Unexpectedly Intriguing!
08 October 2019

Something surprising showed up in the international trade data between the U.S. and China during August 2019. For the first time since the end of March 2018 when both nations entered into a tariff war with each other, the year over year growth rate of U.S. exports to China has turned positive, indicating growth rather than shrinkage.

You can see for yourself in the following chart illustrating the year-over-year exchange rate-adjusted growth rate of U.S. exports to China and of China's exports to the U.S. from January 1986 through August 2019.

Year Over Year Growth Rate of Exchange Rate Adjusted U.S.-China Trade in Goods and Services, January 1986 - August 2019

It would be nice if that were a genuinely positive development, sparked by a resurgence of organic growth in China's domestic economy, but it reflects two other things instead:

  • The effectiveness of China's deliberate strategy of targeting goods such as soybeans produced in states where President Trump won narrow margins in the 2016 election with punitive tariffs, which succeeded in lowering U.S. exports so much by August 2018 that it takes relatively little to show positive year over year growth.
  • China's dire need to deal with the impact of the African Swine Flu epidemic on its domestic hog production, which was amplified by unintended consequences arising from its leaders' tariff war strategy.

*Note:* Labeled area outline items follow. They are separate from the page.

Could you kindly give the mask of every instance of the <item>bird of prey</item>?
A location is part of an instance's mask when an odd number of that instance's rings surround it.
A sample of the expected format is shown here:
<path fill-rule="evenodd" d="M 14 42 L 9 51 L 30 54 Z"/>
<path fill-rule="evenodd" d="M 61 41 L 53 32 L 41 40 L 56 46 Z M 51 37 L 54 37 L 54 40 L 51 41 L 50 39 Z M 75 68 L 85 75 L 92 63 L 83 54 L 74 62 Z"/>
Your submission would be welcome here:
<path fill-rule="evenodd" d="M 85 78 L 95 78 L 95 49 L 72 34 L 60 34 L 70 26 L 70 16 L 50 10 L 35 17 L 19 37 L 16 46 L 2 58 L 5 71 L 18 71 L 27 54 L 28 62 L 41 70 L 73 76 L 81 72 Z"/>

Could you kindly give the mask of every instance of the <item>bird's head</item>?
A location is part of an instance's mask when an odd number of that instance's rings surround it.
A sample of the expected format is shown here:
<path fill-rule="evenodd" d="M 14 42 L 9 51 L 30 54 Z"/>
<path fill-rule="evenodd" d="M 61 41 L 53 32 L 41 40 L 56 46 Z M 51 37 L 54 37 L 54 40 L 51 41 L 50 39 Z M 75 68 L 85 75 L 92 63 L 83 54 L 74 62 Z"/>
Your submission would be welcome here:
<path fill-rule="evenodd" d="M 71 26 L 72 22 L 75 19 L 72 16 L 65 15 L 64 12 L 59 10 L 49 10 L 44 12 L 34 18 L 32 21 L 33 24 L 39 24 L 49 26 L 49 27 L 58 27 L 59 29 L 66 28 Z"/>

We drilled down into the Census Bureau's detailed trade data, where we found two major positive contributions to August 2019's year-over-year export growth:

  • U.S. exports of soybeans to China were 20.6 times higher in August 2019 than August 2018, rising from $46 million to $945 million.
  • U.S. exports of pork meat to China rose by a factor of 8.5, from $10.5 million to $89 million.

In mid-September 2019, China announced it would lift its punitive tariffs on U.S.-produced soybeans and pork. In late-September 2019, China's government confirmed its "importers have agreed to buy American soybeans and pork".

References

Board of Governors of the Federal Reserve System. China / U.S. Foreign Exchange Rate. G.5 Foreign Exchange Rates. Accessed 4 October 2019.

U.S. Census Bureau. Trade in Goods with China. Accessed 4 October 2019.

U.S. Census Bureau. U.S. Trade Online. Accessed 4 October 2019.